If one looks at the evidence it becomes rather problematical. No contemporary witnesses. Non-Christian sources that wrote about what Christians believed but not really anything about Jesus himself.
It's sort of a false standard though, why would we expect contemporary sources for a poor, moderately popular preacher from a backwater like Nazareth? We don't have any eyewitness accounts for countless much higher profile historical figures and events that we don't consider to be purely mythical. Near-contemporary is actually considered a pretty decent historical standard.
The history is exactly as we would expect for Jesus the man: the movement only become visible when it gains a certain level of popularity. It's evidence against the accuracy of the Biblical narrative sure, but it's hardly surprising for Jesus the man.
That there were non-Christian sources writing about a rapidly growing community of believers across a large geographic area within a few decades of his purported lifetime is very strong evidence that the movement was built around a real person. Rapidly growing cults tend to be built around central figures, and I'm not aware of a single other examples of a movement built around a purely mythical figure who basically lived a normal human life (later turned into a hagiography) that emerged near-contemporaneously with his purported life. We don't start from an assumption that any person mentioned close to their life, but not during their life is equally likely to be a myth as real.
The Gospel narratives also make far more sense as being based around a historical figure than as pure fiction as he's a terrible fit for the messiah, and have to create convoluted backstories to explain the inconvenient detail that he was known to be from Nazareth, yet needed to be from Bethlehem.
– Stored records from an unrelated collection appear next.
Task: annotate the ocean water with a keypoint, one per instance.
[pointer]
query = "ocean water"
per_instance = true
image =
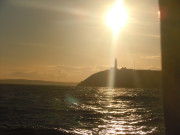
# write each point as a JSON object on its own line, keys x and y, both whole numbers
{"x": 80, "y": 110}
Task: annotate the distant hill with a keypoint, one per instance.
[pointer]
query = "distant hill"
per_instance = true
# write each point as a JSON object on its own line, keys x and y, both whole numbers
{"x": 127, "y": 78}
{"x": 36, "y": 82}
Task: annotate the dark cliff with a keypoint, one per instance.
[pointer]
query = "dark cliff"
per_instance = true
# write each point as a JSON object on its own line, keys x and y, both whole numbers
{"x": 126, "y": 78}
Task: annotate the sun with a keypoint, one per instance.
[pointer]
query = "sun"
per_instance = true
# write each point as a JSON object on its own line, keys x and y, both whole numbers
{"x": 117, "y": 16}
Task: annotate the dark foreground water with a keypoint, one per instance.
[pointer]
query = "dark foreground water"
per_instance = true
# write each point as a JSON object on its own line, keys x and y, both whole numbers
{"x": 28, "y": 109}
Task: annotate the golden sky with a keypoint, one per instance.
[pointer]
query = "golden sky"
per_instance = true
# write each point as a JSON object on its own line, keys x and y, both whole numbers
{"x": 68, "y": 40}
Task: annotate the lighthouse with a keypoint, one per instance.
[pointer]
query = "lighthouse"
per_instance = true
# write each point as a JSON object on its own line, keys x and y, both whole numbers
{"x": 115, "y": 64}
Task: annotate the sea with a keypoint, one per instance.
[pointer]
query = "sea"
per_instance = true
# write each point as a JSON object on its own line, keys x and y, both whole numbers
{"x": 58, "y": 110}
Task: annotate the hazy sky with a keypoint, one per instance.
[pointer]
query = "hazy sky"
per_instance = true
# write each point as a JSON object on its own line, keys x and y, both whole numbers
{"x": 68, "y": 40}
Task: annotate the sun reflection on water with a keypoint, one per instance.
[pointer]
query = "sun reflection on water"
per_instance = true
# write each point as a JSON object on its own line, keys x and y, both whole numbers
{"x": 110, "y": 113}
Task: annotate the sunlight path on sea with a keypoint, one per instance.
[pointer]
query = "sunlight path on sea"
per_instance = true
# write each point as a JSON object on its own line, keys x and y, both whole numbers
{"x": 119, "y": 111}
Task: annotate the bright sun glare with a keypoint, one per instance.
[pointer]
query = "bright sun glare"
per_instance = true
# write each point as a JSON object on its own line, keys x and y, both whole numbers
{"x": 117, "y": 16}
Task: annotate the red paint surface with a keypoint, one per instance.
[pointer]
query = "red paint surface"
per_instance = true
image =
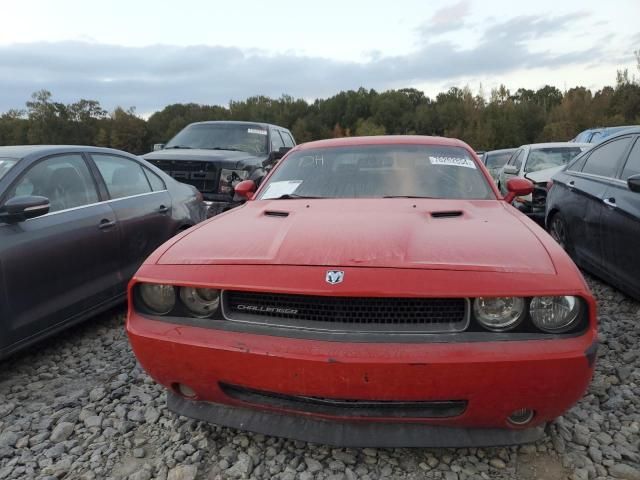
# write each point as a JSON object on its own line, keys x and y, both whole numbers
{"x": 387, "y": 247}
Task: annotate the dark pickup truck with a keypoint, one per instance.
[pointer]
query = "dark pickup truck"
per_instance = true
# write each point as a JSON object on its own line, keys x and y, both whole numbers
{"x": 215, "y": 156}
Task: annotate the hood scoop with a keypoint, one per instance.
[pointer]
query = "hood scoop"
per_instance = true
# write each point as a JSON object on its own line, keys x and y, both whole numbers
{"x": 447, "y": 214}
{"x": 275, "y": 213}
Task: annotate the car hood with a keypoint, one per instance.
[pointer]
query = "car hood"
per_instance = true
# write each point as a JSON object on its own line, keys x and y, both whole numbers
{"x": 225, "y": 158}
{"x": 545, "y": 175}
{"x": 481, "y": 235}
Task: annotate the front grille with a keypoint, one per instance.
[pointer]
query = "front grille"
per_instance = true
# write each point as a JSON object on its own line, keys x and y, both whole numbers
{"x": 353, "y": 314}
{"x": 202, "y": 175}
{"x": 348, "y": 408}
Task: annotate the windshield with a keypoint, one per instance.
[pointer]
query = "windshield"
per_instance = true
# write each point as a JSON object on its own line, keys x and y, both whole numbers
{"x": 220, "y": 136}
{"x": 543, "y": 158}
{"x": 497, "y": 160}
{"x": 378, "y": 171}
{"x": 5, "y": 165}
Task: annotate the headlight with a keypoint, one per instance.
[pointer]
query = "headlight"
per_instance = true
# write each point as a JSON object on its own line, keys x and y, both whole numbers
{"x": 230, "y": 178}
{"x": 554, "y": 314}
{"x": 499, "y": 313}
{"x": 158, "y": 298}
{"x": 201, "y": 302}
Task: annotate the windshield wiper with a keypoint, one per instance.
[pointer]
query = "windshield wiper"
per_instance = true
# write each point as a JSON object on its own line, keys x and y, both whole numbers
{"x": 289, "y": 196}
{"x": 405, "y": 196}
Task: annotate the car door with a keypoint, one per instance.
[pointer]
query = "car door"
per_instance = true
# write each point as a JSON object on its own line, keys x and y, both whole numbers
{"x": 143, "y": 214}
{"x": 596, "y": 176}
{"x": 621, "y": 226}
{"x": 59, "y": 265}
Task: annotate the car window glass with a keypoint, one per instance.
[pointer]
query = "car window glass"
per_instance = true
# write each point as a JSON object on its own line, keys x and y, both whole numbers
{"x": 288, "y": 140}
{"x": 378, "y": 171}
{"x": 123, "y": 177}
{"x": 632, "y": 167}
{"x": 496, "y": 160}
{"x": 65, "y": 180}
{"x": 578, "y": 163}
{"x": 5, "y": 165}
{"x": 550, "y": 157}
{"x": 604, "y": 161}
{"x": 517, "y": 162}
{"x": 276, "y": 141}
{"x": 157, "y": 184}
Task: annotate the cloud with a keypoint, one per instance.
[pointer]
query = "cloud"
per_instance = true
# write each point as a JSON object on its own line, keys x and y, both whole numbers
{"x": 154, "y": 76}
{"x": 447, "y": 19}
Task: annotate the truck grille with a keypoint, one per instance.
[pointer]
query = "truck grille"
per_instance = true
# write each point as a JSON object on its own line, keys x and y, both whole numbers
{"x": 202, "y": 175}
{"x": 353, "y": 314}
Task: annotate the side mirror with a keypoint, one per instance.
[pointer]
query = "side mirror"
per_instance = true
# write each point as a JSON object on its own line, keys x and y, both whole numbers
{"x": 511, "y": 170}
{"x": 277, "y": 155}
{"x": 245, "y": 189}
{"x": 634, "y": 183}
{"x": 518, "y": 187}
{"x": 18, "y": 209}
Added to the fact that none of those hostile to Christians ever believed he was a pure fiction, and Romans would have had records of the people they crucified, a clear balance of probabilities emerges.
That no individual piece of evidence offers objective proof, doesn't mean that the overall evidence is equally likely to reflect a mythical figure as a real one.
Why do you think that these things are better explained by a mythical Jesus?